# GA110GB-1A How to SET ANALOG TIME?



## theshiznut (May 31, 2013)

The analog time is out of place of the digital time, I've done all I can. I've looked at the manual; did I overlook something? Any suggestions would help. Thank you. :-s:-s


----------



## G_Me (May 5, 2009)

Make sure you're on the home time screen. It'll show the day: Mon, Tue, Wed etc.

Hold down the "Forward" button until the screen flashes.

I think it should say "sub" somewhere on the screen. 

Then you press the "Forward" button until the little hand points to 50. I think you'll have to keep tapping the button.

Then press the mode button once. Now you'll be setting the hands to their "home" position.

Next press either one of the buttons on the right to make the hour/minute hands point to 12:00. Doesn't matter which button (Forward or Reverse), whichever gets you to 12:00 faster. If you hold down either button for a few seconds and let go it will continue to move on its own.
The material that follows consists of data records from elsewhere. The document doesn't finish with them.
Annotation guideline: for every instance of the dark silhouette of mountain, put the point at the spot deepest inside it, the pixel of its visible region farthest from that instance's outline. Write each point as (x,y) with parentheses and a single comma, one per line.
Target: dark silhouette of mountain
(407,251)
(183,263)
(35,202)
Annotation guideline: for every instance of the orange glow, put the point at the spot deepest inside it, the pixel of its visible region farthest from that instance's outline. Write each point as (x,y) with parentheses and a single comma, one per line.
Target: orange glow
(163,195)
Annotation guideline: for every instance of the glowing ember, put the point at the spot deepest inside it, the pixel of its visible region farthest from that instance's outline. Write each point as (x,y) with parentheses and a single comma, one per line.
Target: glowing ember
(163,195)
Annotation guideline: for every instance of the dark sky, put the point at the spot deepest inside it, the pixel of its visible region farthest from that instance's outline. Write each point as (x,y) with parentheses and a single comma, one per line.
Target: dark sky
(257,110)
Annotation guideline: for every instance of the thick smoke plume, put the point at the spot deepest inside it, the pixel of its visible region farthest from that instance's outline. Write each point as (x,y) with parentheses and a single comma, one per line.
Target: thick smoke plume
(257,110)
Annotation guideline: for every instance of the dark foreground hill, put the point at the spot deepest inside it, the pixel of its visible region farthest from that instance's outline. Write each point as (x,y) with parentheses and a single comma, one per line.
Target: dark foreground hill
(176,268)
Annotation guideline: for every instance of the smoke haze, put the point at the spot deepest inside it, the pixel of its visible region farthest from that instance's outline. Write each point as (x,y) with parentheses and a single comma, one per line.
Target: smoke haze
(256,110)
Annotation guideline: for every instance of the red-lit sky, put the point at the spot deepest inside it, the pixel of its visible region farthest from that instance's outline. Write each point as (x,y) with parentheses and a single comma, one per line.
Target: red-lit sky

Tap it again and it will stop.

Press adjust and then you should be good to go.


----------



## theshiznut (May 31, 2013)

G_Me said:


> Make sure you're on the home time screen. It'll show the day: Mon, Tue, Wed etc.
> 
> Hold down the "Forward" button until the screen flashes.
> 
> ...


Thank you so much man! I owe you tons.


----------



## G_Me (May 5, 2009)

theshiznut said:


> Thank you so much man! I owe you tons.


No problem. I'll PM you my Paypal details and we can figure out compensation. ;-)


----------



## tank4747 (Nov 30, 2014)

G_me thanks a lot been trying to figure this dam thing for 3 days


----------



## TixTox (Jul 4, 2014)

It is in the manual.


----------



## Kev0417 (May 22, 2011)




----------



## Skwiza (Jun 25, 2021)

THIS WAS PERFECT!!! Thanks!



G_Me said:


> Make sure you're on the home time screen. It'll show the day: Mon, Tue, Wed etc.
> 
> Hold down the "Forward" button until the screen flashes.
> 
> ...


----------